= Jhamal Bowen =

Panamanian long jumper (born 1991)

Jhamal Bowen (born 8 January 1991) is a Panamanian long jumper.

He was born in Colón. Like Irving Saladino, he was coached by Florencio Aguilar. As a junior he among others finished ninth at the 2008 World Junior Championships, won gold medals at the 2009 South American Youth Championships and the 2009 Pan American Junior Championships and finished fifth at the 2010 World Junior Championships. Around that time he also competed on the European meet circuit.

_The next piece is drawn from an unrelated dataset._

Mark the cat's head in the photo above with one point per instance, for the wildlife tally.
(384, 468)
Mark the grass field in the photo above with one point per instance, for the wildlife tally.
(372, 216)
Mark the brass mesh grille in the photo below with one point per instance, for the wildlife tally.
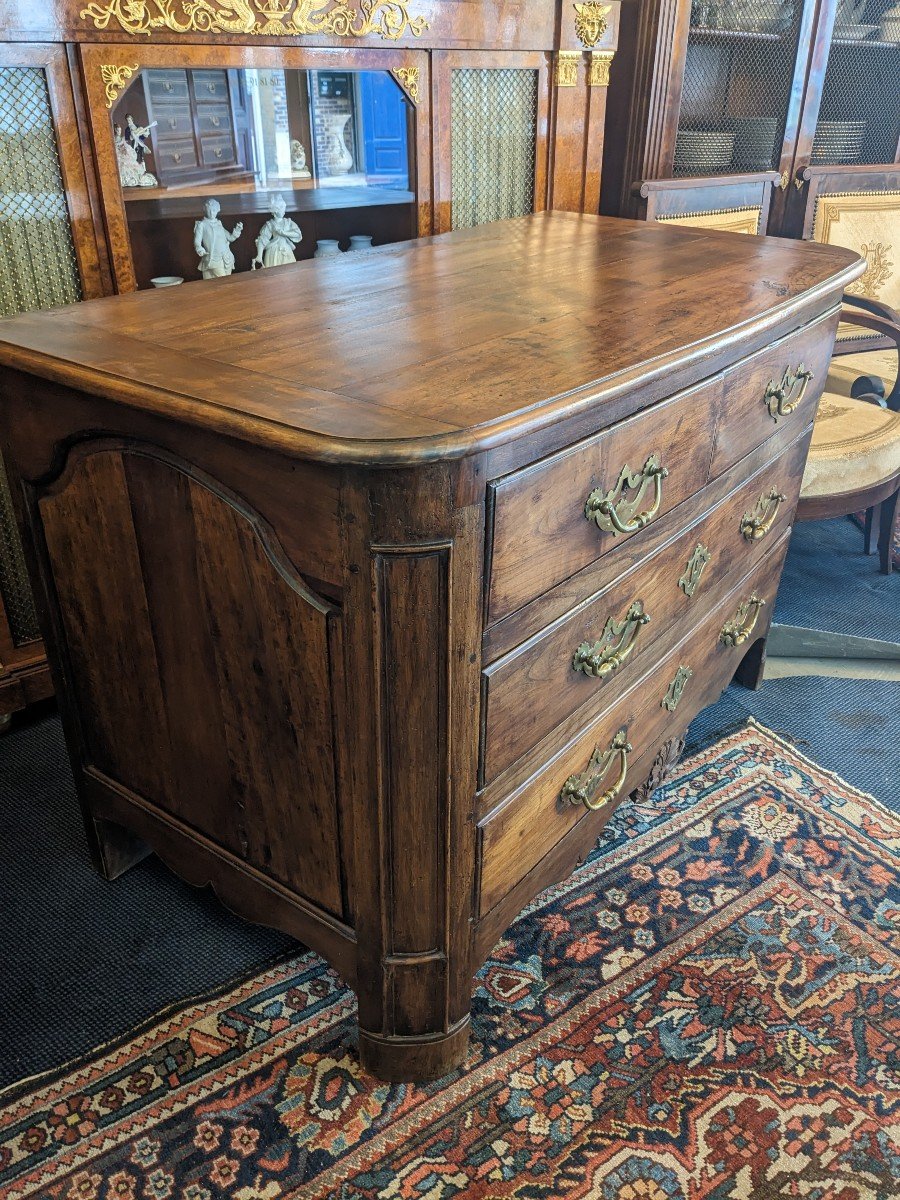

He finished ninth at the 2008 Ibero-American Championships, won the silver medal at the 2010 Central American Games (and a gold medal in the relay), won the gold medal at the 2011 Central American Championships (and a silver in the relay), finished fifth at the 2012 Ibero-American Championships, won the silver medal at the 2013 Central American Games, finished sixth at the 2013 South American Championships, fifth at the 2014 Ibero-American Championships, won the gold medal at the 2014 Central American Championships, finished fifth at the 2014 Central American and Caribbean Games, seventh at the 2015 Central American Championships, won the bronze medal at the 2017 Central American Games, the gold medal at the 2017 Central American Championships, and finished ninth at the 2018 Central American and Caribbean Games.

His personal best jump is 7.97 metres, achieved in May 2008 in Barquisimeto. At the time it was a tie of Thiago Dias' South American youth record.